By Jennifer Maloney Wall Street Journal
Museum officials provide a first look at the “We Remember” exhibit.
When the 9/11 Memorial Museum opens next year, its first exhibit will be spare and elegant, enveloping visitors with the personal accounts of people from around the world describing where they were, and what they felt, on September 11, 2001.
Visitors will step through a collage of voices, speaking together in many languages: “I was in Honolulu, Hawaii.” “I was in Cairo, Egypt.” “On the Champs-Élysées in Paris.” “São Paulo, Brazil.” Panels will display maps fashioned from their words. “So angry.” “So alone and lost.” “Impossible, impossible, impossible.”
The collage suggests everyone has a story to tell about that day, even those thousands of miles away from New York. It is the brainchild of Local Projects, a New York design firm that is bringing high-tech, immersive and interactive exhibits to museums and other public spaces across the country.
Local Projects was a collaborator on the algorithm that arranged the names at the 9/11 Memorial, and developed a new interactive exhibit at the Cleveland Museum of Art, which uses 3-D sensors and facial detection so visitors can mimic the pose of a statue or summon an artwork by displaying a facial expression.
Now, the firm’s founder, Jake Barton, is working on a range of projects in New York, from multimedia displays for the 9/11 Memorial Museum to kits for the New York Hall of Science that will turn playgrounds into physics labs.
He is developing interactive exhibits for a planned children’s museum in Harlem, the Sugar Hill Children’s Museum of Art and Storytelling, that will allow kids to archive their art and stories as they come back year after year. And he has proposed an idea for a renovated lobby at the New Victory Theater that would allow visitors to record their own stories of the first time they saw a play.

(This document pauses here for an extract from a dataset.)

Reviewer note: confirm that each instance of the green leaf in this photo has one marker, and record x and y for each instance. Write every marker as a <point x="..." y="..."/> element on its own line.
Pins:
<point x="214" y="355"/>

The designers of the 9/11 Memorial Museum grappled with how to make a museum that speaks both to teenagers who were children at the time of the attacks and to people who ran from the burning towers, Mr. Barton said. The answer, he said: “Have the stories of one group talk to the other group.”
Mr. Barton, who is 40 years old, started out wanting to work as a set designer on Broadway. He worked for a set designer on shows in New York and elsewhere, then toyed with the idea of becoming a doctor. But a day job at a museum exhibition design firm made him realize, he said, that “I didn’t need to be a doctor to make the world a better place.” He enrolled in New York University’s Interactive Telecommunications Program, where he earned a master’s degree in computer science and art. He founded Local Projects before he graduated, in 2002. The firm employs 30 people.
Mr. Barton’s knack for using technology in the service of story-telling is what drew the museum to his firm, said Alice Greenwald, the 9/11 museum’s director.
“It is fundamentally, as Jake said, about human beings communicating with other human beings,” she said. “To me, that’s what this museum is about.”
In addition to “We Remember,” the first exhibit visitors will pass through, Local Projects has designed audiovisual displays exploring the experiences of those who were inside the towers when the planes struck; first responders who ran into the towers; and recovery workers who toiled for months on the pile, searching first for survivors and then for human remains.
Museum officials said that for the opening exhibit, they didn’t want to present a single, authoritative voice of a curator or historian but rather acknowledge that events of September 11 were witnessed by millions of people around the globe who watched the repeated broadcasts of the footage on television. “We’re simply saying, ‘We know you know,'” Ms. Greenwald said.
Instead of telling visitors what happened that day, the museum is designed to help visitors explore their own memories and make sense of the events and their global consequences.
Mr. Barton said he hopes the museum will help visitors grapple with difficult questions: “How has the world changed? What have we learned?”
The exhibits will evolve over time, he said. The National September 11 Memorial & Museum continues to gather 9/11 stories through a toll-free number.
One intensely emotional presentation will play a montage of voices of people who were inside the World Trade Center when the planes hit. They describe the smoke, the chaos, their attempts to escape. The voice collage includes recordings of 911 calls and voicemail recordings left for friends and family, used with permission.
For another display, Mr. Barton proposed projecting footage of the recovery effort onto a piece of steel from the facade of the World Trade Center shaped like a trident.
Ms. Greenwald was initially skeptical. But she and other museum officials in 2010 trekked out to a hangar at John F. Kennedy International Airport, where the steel was housed, to see a mock-up of his idea.
The trident lay flat. Onto it, Mr. Barton’s team projected footage of bucket lines at Ground Zero shot by the U.S. Department of Labor. Layered over the footage was a radio interview with a sculptor explaining that he volunteered because he knew how to use a blow torch. “It was almost as if, for me, that the steel was telling its own story,” Ms. Greenwald said.
A version of this article appeared April 9, 2013, on page A17 in the U.S. edition of The Wall Street Journal, with the headline: “9/11 Museum Exhibits Will Really Talk to Visitors”.